20th-century art in Europe is known for the popularity and preference of concepts, emotions, psychological expressions and elaborations of dreams over the realistic, romantic or new-classic ideology, in the fields of art, literature and music. It encouraged the humanistic and individualistic attitude in art that caused Cubism, Expressionism, Abstract Expressionism and Surrealism to expand the possibilities of expression on canvas by adopting distortion, intense colours, disconcerted brushstrokes and disjointed spaces.

These modern ideas reached Lahore in just before and during the World War – II. There were few wonderful women like Amrita Shergil, Zubeda Agha, and Anna Molka Ahmad who elaborated and adapted this alienated dogma while later in 1950s, a gentleman Shakir Ali took up the task equally. This was the atmosphere around when young Zubeda nocked at the doors of fine arts and got them opened for her.

Zubeda Javed, after exploring herself more inclined towards the modern techniques and ideology of painting, amalgamated her imagination with her sight before giving them any visual idiom.
She describes her technique in these words, “I have seen the picture in my mind, and I have seen the actual spot; then I mix the two with my imagination.”

This technique helped Zubeda Javed to render suggested images rather than painting the evolved form of the objects, but at the same time, she created the contrast of small and large elements, through pictorial simplification.

We can divide Zubeda’s work in three phases.

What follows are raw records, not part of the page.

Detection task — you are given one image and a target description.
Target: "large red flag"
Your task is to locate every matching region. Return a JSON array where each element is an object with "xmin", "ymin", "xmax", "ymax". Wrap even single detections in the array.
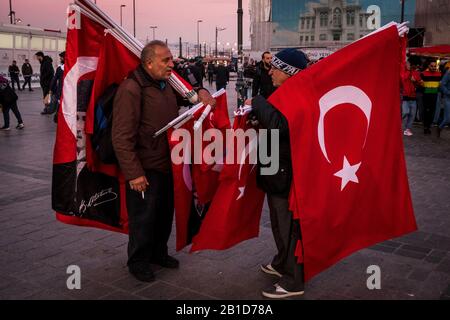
[
  {"xmin": 269, "ymin": 26, "xmax": 417, "ymax": 280},
  {"xmin": 191, "ymin": 116, "xmax": 264, "ymax": 251},
  {"xmin": 168, "ymin": 91, "xmax": 230, "ymax": 251}
]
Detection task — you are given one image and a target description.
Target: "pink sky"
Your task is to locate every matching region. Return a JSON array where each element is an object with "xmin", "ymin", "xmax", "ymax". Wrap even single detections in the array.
[{"xmin": 0, "ymin": 0, "xmax": 250, "ymax": 46}]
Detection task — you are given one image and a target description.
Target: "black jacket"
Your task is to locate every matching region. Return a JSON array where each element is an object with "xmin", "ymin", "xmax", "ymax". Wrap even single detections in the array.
[
  {"xmin": 40, "ymin": 56, "xmax": 55, "ymax": 96},
  {"xmin": 22, "ymin": 63, "xmax": 33, "ymax": 77},
  {"xmin": 216, "ymin": 65, "xmax": 230, "ymax": 84},
  {"xmin": 50, "ymin": 66, "xmax": 64, "ymax": 100},
  {"xmin": 251, "ymin": 95, "xmax": 292, "ymax": 198},
  {"xmin": 252, "ymin": 61, "xmax": 275, "ymax": 99},
  {"xmin": 8, "ymin": 64, "xmax": 20, "ymax": 79}
]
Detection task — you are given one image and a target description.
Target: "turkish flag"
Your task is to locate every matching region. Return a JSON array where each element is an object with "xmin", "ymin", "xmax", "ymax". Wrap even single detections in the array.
[
  {"xmin": 191, "ymin": 115, "xmax": 264, "ymax": 251},
  {"xmin": 269, "ymin": 26, "xmax": 417, "ymax": 280},
  {"xmin": 168, "ymin": 91, "xmax": 230, "ymax": 251}
]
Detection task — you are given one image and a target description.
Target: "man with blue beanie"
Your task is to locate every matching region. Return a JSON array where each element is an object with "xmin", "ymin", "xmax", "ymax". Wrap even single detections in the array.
[{"xmin": 245, "ymin": 48, "xmax": 308, "ymax": 299}]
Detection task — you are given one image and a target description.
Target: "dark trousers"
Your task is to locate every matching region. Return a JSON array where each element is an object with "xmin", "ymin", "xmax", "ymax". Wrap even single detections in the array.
[
  {"xmin": 267, "ymin": 194, "xmax": 304, "ymax": 291},
  {"xmin": 423, "ymin": 93, "xmax": 437, "ymax": 129},
  {"xmin": 208, "ymin": 72, "xmax": 214, "ymax": 86},
  {"xmin": 126, "ymin": 170, "xmax": 174, "ymax": 266},
  {"xmin": 11, "ymin": 76, "xmax": 21, "ymax": 91},
  {"xmin": 216, "ymin": 82, "xmax": 227, "ymax": 91},
  {"xmin": 3, "ymin": 102, "xmax": 23, "ymax": 127},
  {"xmin": 22, "ymin": 76, "xmax": 31, "ymax": 90}
]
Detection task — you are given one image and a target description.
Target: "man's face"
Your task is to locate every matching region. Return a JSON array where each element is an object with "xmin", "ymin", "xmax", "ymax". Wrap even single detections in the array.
[
  {"xmin": 269, "ymin": 66, "xmax": 289, "ymax": 87},
  {"xmin": 146, "ymin": 46, "xmax": 174, "ymax": 80},
  {"xmin": 263, "ymin": 53, "xmax": 272, "ymax": 66}
]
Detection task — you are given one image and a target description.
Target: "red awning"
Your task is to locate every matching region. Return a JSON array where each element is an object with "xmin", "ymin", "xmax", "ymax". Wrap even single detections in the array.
[{"xmin": 409, "ymin": 45, "xmax": 450, "ymax": 58}]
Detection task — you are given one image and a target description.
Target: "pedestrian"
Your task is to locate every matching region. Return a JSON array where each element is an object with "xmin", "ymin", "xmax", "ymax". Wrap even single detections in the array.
[
  {"xmin": 401, "ymin": 61, "xmax": 423, "ymax": 136},
  {"xmin": 216, "ymin": 61, "xmax": 230, "ymax": 91},
  {"xmin": 112, "ymin": 40, "xmax": 215, "ymax": 282},
  {"xmin": 245, "ymin": 48, "xmax": 308, "ymax": 299},
  {"xmin": 438, "ymin": 66, "xmax": 450, "ymax": 136},
  {"xmin": 252, "ymin": 51, "xmax": 275, "ymax": 99},
  {"xmin": 208, "ymin": 62, "xmax": 214, "ymax": 87},
  {"xmin": 8, "ymin": 60, "xmax": 22, "ymax": 91},
  {"xmin": 0, "ymin": 75, "xmax": 24, "ymax": 131},
  {"xmin": 35, "ymin": 51, "xmax": 55, "ymax": 114},
  {"xmin": 421, "ymin": 60, "xmax": 442, "ymax": 134},
  {"xmin": 47, "ymin": 51, "xmax": 66, "ymax": 115},
  {"xmin": 22, "ymin": 59, "xmax": 33, "ymax": 91}
]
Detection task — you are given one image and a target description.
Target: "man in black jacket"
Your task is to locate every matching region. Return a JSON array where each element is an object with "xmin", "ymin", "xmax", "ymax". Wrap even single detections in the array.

1. First phase with thick paint impestoed on canvas that is closed to knife work.
2. In Second Phase, Zubeda, assimilated the deep and dark depths of paintings with the dimness of human nature inside and applied pure colours against dark backgrounds.
3. While in the third phase, may be due to her deteriorating health and uneasiness, she painted in a more segregated manner where her brushstrokes seem to depict the non-integral aspect of life.

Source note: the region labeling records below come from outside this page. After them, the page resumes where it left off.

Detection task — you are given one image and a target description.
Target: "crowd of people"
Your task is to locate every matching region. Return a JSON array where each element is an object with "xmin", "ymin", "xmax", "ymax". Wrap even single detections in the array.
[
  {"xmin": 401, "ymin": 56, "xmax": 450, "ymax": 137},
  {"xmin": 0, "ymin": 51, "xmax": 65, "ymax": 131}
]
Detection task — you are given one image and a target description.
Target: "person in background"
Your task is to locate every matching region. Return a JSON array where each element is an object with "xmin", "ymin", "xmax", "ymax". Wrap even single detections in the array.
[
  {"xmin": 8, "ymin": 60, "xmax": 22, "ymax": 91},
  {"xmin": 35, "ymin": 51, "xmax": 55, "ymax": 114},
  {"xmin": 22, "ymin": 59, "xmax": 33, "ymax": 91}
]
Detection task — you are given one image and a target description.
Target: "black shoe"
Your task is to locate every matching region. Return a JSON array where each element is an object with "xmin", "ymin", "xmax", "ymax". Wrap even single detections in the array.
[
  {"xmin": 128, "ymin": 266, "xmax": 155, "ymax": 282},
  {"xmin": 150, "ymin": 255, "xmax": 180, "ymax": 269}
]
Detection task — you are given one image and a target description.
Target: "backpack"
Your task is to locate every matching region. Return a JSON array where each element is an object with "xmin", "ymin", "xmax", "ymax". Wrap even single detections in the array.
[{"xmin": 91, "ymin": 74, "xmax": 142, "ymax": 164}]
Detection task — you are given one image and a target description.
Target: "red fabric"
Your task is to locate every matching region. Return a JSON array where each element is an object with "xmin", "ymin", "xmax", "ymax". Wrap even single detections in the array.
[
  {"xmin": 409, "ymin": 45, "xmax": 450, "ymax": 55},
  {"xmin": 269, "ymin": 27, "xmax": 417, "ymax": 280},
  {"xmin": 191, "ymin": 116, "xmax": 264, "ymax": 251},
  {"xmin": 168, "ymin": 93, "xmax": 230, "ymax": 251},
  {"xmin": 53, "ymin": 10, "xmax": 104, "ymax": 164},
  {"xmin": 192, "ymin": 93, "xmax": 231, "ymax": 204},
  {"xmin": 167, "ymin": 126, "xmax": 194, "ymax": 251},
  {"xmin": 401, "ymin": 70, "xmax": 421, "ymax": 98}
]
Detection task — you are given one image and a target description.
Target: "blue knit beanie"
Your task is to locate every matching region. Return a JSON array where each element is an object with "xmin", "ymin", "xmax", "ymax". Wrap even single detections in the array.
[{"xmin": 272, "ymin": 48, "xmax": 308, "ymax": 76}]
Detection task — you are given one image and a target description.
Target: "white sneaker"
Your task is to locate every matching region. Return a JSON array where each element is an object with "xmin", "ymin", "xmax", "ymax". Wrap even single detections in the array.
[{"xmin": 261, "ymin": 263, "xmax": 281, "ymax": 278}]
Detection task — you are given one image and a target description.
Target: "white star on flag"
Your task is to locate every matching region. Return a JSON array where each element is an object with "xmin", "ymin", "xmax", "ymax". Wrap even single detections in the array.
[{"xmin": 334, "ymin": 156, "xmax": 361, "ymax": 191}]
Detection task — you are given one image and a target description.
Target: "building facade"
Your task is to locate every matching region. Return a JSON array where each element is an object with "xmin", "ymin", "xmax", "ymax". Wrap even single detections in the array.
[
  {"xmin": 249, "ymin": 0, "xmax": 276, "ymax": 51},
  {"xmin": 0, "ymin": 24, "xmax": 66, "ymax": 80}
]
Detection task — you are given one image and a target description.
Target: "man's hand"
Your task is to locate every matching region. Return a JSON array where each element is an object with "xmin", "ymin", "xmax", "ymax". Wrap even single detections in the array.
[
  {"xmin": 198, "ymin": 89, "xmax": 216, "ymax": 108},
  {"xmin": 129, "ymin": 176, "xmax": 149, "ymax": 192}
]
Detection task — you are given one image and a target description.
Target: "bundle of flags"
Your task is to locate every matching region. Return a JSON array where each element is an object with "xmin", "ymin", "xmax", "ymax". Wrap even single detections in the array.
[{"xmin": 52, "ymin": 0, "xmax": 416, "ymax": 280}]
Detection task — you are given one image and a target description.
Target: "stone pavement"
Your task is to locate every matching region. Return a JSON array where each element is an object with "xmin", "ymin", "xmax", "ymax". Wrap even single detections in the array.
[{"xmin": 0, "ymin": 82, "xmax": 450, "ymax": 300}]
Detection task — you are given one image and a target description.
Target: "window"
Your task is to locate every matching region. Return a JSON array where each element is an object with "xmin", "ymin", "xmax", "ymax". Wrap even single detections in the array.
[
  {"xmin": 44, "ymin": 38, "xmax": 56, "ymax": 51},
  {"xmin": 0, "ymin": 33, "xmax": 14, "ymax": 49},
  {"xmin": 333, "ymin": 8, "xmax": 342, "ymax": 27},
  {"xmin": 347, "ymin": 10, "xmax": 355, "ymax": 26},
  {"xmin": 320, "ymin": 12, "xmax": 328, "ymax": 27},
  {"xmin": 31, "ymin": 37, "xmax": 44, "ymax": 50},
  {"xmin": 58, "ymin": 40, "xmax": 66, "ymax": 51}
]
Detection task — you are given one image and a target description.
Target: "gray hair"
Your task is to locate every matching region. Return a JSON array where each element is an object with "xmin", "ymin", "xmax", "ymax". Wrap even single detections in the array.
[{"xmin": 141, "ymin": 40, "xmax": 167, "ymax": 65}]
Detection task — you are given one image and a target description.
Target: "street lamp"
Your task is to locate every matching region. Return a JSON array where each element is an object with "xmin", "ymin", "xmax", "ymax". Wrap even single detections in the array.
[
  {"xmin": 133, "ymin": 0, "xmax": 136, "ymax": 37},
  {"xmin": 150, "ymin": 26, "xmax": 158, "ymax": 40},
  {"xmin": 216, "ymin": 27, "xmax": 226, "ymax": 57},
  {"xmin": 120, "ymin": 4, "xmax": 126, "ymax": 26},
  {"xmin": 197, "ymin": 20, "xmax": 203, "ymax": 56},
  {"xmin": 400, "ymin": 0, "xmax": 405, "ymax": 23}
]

Apart from an artist, Zubeda has been an activist in an era when sanctions were imposed on the freedom of expression in late 70s till late 80s. She was among those fifteen female artists who developed a manifesto for themselves in 1983.

She also served, in those times, as chairperson of the Fine Arts department where challenging environment and extremist groups were a continuous hurdle in the development of visual art and its understanding.

However, aside from an artist, Zubeda served the best, in the capacity of a teacher. She was a torchbearer in the fine arts department in terms of new technique and style. Therefore, Zubeda inspired a whole generation of novice artists, to experiment in the genre of landscape or cityscape, with a touch of difference. She advocated, with her matchless frames, the doctrine of individual perception that could be earned by seeing nature with half-ajar eyes and by feeling her within an open heart, and not by looking at it with open eyes and closed heart.

When, an art-historian would compile and document the anthology of art in Pakistan, he or she would find wonderful individuals who actually shaped the pathways for new artists to tread on!

That historian would also find Zubeda Javed holding the hand of new-generation artists to lead them the way through the deep-dark alleys of ignorance towards the deep-dark colors of self-recognition; the real essence of modern art.